Considerazioni

13/09/2008

consigli alla pratica del kata

Centro Studi Nazionale Judo Kodokan


                                                        Moscato Luigi                            

                              CONSIGLI ALLA PRATICA DEL KATA - 2008

 

 

 

Mi sono permesso di aggiungere alle mie considerazioni sul Nage no Kata anche alcuni consigli tecnici su come intendo la “ pratica “ dei Kata.

Innanzi tutto è doverosa una premessa; non mi ritengo un grande esperto dei kata ma un sincero praticante da più di 30 anni con i migliori Maestri italiani e, negli ultimi anni, con i grandi Maestri giapponesi.

Fin da quando ho cominciato a praticare Kata ho sempre sentito dire che in queste forme schematizzate vi erano racchiusi i “ segreti ” del Judo, e solo chi ne veniva a conoscenza poteva ambire a dire “ ho compreso”.
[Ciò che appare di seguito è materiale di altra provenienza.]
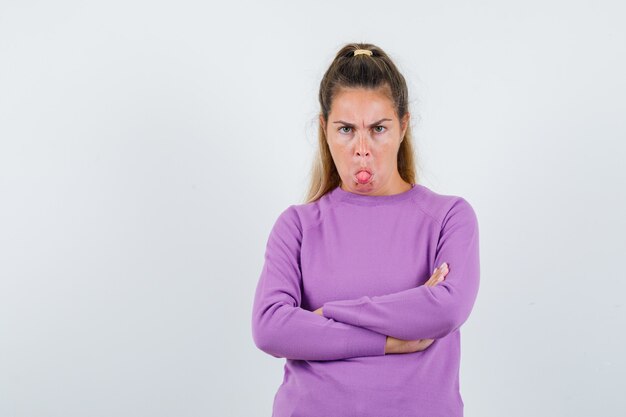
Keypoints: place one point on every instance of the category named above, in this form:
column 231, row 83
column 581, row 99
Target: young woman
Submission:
column 366, row 285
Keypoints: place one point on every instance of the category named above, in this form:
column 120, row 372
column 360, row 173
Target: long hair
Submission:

Per gli innamorati del Judo, intesa come disciplina tradizionale, la pratica dei Kata assumeva il tono di una “sfida”, costringendo il praticante a “ forzare” questi “scrigni” per diventarne poi gelosi tenutari anche se, purtroppo, spesso modificati a uso personale da questo o l’altro Maestro. Certo qualche confusione si è creata, e purtroppo continua a esserci. Se non altro la conoscenza dei Kata si è diffusa ed è facile, di recente, sentirne parlare anche nelle gare agonistiche e, a mio parere, questo è un aspetto positivo.

Probabilmente, più che altro in virtù dei Word Masters, questi nuovi campionati recentemente creati, vengono presentati in forma di gara i quali offrono sì motivo di studio relegando, però, in secondo ordine il “motivo” per cui si studia il kata, mercificando una medaglia al posto della pratica reale finalizzata allo studio e alla “comprensione” . Ma questa è un’altra storia.

E’ anche vero che ognuno può, e fare, come meglio crede. Pertanto le intenzioni non sono da biasimare l’importante è, comunque, una buona pratica ed è a questo aspetto che sono volti i miei consigli.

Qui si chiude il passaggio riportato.